Google drops its last objection — rival app stores are coming to Google Play in 7 days
A federal antitrust ruling that Google spent nearly two years trying to kill is about to take effect. On July 22, Google Play will begin hosting rival Android app stores — no sideloading required.
Google and Epic Games jointly withdrew their competing court motions on Tuesday, one day before a scheduled hearing. The move ends a protracted legal fight over how much control Google can exert over Android app distribution, at least for now.
The case traces back to October 2024, when US District Judge James Donato ruled that Google held an illegal monopoly over Android app distribution. His remedy was direct: Google Play had to open its doors to competing stores and share its app catalog with qualified third-party platforms. Google appealed, fought for modifications, and even proposed an alternative system called “Registered App Stores” that would funnel rival stores through sideloading rather than hosting them directly. The court wasn’t interested.
“We agreed to drop our requests to avoid further uncertainty for the Android app ecosystem,” Google spokesperson Dan Jackson said in a statement.
The practical impact lands quickly. Starting July 22, US users will be able to install alternative Android app stores directly through Google Play — the same way they install any other app. Developers can opt out of having their apps listed in third-party catalogs, but the default setting is participation. Google has also launched a formal Play App Catalog Access program that qualifying third-party stores can apply to join.
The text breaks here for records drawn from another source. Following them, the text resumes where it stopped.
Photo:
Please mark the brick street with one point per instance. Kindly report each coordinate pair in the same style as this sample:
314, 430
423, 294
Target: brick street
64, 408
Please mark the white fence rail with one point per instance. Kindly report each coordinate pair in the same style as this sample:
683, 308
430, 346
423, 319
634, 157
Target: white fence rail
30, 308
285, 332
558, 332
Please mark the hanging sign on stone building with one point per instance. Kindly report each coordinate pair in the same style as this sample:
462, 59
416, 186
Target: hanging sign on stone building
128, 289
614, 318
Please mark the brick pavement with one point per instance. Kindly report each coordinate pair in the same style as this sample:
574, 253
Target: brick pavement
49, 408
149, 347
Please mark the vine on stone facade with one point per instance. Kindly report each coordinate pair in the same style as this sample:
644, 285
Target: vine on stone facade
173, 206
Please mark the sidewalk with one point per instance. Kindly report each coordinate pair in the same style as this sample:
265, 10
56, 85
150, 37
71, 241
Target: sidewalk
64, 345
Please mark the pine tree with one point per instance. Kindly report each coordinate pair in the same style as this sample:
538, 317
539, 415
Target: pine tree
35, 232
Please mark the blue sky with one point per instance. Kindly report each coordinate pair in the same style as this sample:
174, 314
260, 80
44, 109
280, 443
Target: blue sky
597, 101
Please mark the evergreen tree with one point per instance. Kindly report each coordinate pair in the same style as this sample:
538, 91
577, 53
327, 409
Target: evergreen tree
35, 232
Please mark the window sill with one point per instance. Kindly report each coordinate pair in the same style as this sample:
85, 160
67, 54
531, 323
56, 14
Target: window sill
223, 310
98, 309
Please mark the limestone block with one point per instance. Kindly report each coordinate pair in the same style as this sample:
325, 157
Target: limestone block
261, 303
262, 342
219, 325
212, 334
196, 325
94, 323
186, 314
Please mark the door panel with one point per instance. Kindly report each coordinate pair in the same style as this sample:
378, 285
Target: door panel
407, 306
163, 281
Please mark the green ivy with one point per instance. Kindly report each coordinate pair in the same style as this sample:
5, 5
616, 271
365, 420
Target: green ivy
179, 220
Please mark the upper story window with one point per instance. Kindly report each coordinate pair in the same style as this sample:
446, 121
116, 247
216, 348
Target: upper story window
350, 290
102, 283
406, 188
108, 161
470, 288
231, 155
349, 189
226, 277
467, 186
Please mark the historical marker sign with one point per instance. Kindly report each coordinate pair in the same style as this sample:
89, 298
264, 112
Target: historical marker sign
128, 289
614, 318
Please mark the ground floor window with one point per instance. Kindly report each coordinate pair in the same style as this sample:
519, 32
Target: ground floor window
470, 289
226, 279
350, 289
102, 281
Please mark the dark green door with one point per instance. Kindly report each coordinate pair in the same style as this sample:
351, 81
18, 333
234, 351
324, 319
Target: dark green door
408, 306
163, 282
There are strings attached. Stores seeking catalog access must pay an annual $5,000 fee to cover security and policy reviews. They can only serve the US market. They must open their platform to all qualified third-party developers without discrimination. And they need to keep malware installation attempts below 1%. Google described these as baseline guardrails, not gatekeeping.
Outside the US, Google still plans to roll out its Registered App Stores model later this year alongside a new Android release. The approach there will be different: stores won’t appear inside Google Play itself, but the registration system will make sideloading them less of a security gamble. The result is a two-track Android ecosystem — one governed by court order in the US, another by Google’s own design everywhere else.
The $5,000 fee and the US-only restriction will likely draw criticism. Google has spent the past two years arguing that hosting third-party stores inside Google Play creates security risks that no amount of policy can fully address. The court disagreed, and now those risks — or the company’s claimed inability to mitigate them — will be tested in practice.
For Epic, this is a landmark win in its broader campaign against platform gatekeepers. For Android users in the US, it means real choice in how they discover and install apps, not just the theoretical option of flipping on sideloading in settings. Whether the stores that show up in Google Play offer anything genuinely different — better terms for developers or genuinely exclusive apps — will determine whether the ruling actually changes anything.